Carlin: Seattle one of the few teams that can match the Redskins on the ground
What: Seahawks (11-5) at Redskins (10-6), wild card round
Where: FedEx Field, Landover, Md.
When: Sunday, 4:30 p.m.
Redskins Kickoff and Postgame Live: Comcast SportsNet, 3 p.m. and immediately following the game.
Outlook: The Redskins’ signature this season has been an innovative offense that has, at times, confounded defenses. Led by Robert Griffin III and Alfred Morris, the unit leads the NFL in rushing yards, ranks fourth in points per game (27.3) and has hung 31 or more points on seven opponents.
On Sunday, though, they’ll face a Seattle team that’s proven to be as stingy as Washington has been prolific.

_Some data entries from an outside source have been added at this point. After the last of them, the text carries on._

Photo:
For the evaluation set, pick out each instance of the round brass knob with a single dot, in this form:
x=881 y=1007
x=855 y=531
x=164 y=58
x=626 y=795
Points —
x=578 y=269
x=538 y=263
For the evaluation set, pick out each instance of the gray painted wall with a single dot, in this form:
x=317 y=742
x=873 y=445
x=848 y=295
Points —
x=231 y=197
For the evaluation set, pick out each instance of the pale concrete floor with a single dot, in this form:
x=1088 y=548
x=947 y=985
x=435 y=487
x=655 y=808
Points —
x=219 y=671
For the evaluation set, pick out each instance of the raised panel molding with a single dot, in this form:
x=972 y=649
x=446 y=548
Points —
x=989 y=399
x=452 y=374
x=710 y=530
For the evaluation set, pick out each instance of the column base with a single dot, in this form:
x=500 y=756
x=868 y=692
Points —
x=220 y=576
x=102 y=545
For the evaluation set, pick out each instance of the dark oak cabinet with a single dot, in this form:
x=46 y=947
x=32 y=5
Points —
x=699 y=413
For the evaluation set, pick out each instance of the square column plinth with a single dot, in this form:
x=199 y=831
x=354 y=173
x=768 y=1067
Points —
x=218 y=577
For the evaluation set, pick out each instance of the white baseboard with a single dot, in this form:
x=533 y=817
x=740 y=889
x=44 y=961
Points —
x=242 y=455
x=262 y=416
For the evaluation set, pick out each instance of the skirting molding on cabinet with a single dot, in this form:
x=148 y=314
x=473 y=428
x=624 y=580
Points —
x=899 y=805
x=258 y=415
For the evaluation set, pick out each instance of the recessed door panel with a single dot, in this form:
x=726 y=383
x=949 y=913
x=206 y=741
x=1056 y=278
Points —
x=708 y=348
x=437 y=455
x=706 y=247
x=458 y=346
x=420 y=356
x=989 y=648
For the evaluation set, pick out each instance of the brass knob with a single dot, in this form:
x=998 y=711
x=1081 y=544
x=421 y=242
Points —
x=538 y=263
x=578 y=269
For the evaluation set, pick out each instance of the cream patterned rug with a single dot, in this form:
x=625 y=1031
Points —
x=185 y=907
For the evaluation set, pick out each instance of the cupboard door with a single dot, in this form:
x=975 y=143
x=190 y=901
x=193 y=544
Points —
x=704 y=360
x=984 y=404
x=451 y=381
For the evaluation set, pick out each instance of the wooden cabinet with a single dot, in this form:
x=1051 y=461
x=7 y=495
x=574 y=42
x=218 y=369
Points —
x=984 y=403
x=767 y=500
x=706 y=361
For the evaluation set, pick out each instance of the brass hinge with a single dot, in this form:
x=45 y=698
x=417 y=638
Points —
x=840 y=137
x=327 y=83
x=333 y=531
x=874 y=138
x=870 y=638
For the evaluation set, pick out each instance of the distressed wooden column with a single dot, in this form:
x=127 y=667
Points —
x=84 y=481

The Seahawks have yielded a league low 15.3 points per game (second place San Francisco has allowed 17.1) and ranks in the top-10 in most other statistical categories.
In short, this wild card matchup – the Redskins’ first postseason game since being eliminated by the Seahawks in the same round five seasons ago – figures to be the toughest challenge RG3 and Redskins’ pistol offense has faced.
“They don’t try to fool you,” Coach Mike Shanahan said of the Seahawks’ stout 4-3 scheme. “They know what they’re going to do. That’s usually the sign of a great defense. They come out and play harder and more consistent than the [opposing] offense. …Everybody knows what they’re doing, and that’s dominating the line of scrimmage.”
Led by linebacker Bobby Wagner (140 tackles), end Chris Clemons (11.5 sacks) and an oversized and athletic front four, the Seahawks’ run defense has yielded 103.1 yards per game (10th) and only 80.5 the past two games.
“They have depth on the defensive line,” Shanahan added. “They’re very powerful, very quick. It’s a good challenge.”
The Seahawks also boast arguably the NFL’s hardest-hitting secondary. Bookended by two of the league’s tallest cornerbacks – 6 foot 4 Brandon Browner and 6-3 Richard Sherman – and backed up by safeties Kam Chancellor and Earl Thomas, the unit is allowing a scant 203 yards through the air per contest (6th-best). Browner will return Sunday from a four-game suspension for violating the league’s policy on performance enhancing drugs.
“There’s some throws that you throw that maybe a normal, six-foot corner might not get to, but because these guys are so tall, they can get to those balls,” Griffin said. “You just have to be aware of that.”
Kyle Shanahan added: “There’s not really a weak link personnel-wise on their team.”
The Seahawks’ defense has also been outstanding at getting the ball back into the hands of quarterback Russell Wilson and running back Marshawn Lynch, the team's primary threats on offense. In the past four games, in fact, the unit has forced 14 turnovers as Seattle extended its winning streak to five in a row.
As daunting as the Redskins’ task sounds, they do have potentially significant advantage: The Seahawks haven’t faced an offense as sophisticated as Washington’s, nor have they lined up against a one-two punch as lethal as Griffin and Morris.
“It’s going to be a great game,” Wilson said.
Indeed, it should be.
For more on the teams’ top-ranked ground attacks, click here. For a closer look at Griffin and Wilson and how the rookies got to this game, click here. And for three more areas the crew at CSNWashington.com will be monitoring Sunday, keep reading.
- The health of starting left guard Kory Lichtensteiger.
He did not practice Wednesday or Thursday because of the sprained left ankle he suffered against the Cowboys. His status for the Seahawks likely won’t be announced until Sunday morning at the earliest.
If Lichtensteiger doesn’t suit up, he’ll be replaced by rookie Josh LeRibeus. It also would figure to disrupt the chemistry along an offensive line that has been critical to the Redskins’ success on the ground.
- Stopping Marshawn Lynch. He’s helped carry the Seahawks’ offense this season, rushing for 1,590 yards and 11 touchdowns, and he’s on a roll, gaining 100 or more yards in each of the past four games.
At 5-11, 215 pounds, Lynch is a load. He’s hard to wrap up and, when he gets into space, he’ll use his elite speed to outrun defenders.
The Redskins rank fifth against the run, yielding only 95.8 yards per game. This, obviously, would be bad time to slip up in that department.
- Solid on special teams. Assistant Coach Danny Smith’s unit had been mostly solid of late – until last week against Dallas, that is. Punter Sav Rocca was flagged for a facemask penalty on a long return in the fourth quarter and kicker Kai Forbath missed his first kick of the season, a 37-yarder early. Forbath also did not put any of his kickoffs into the end zone.
That could be a problem Sunday. Seattle’s Leon Washington ranks second in the NFL with an average of 29 yards per kickoff return and has returned one kick for a touchdown.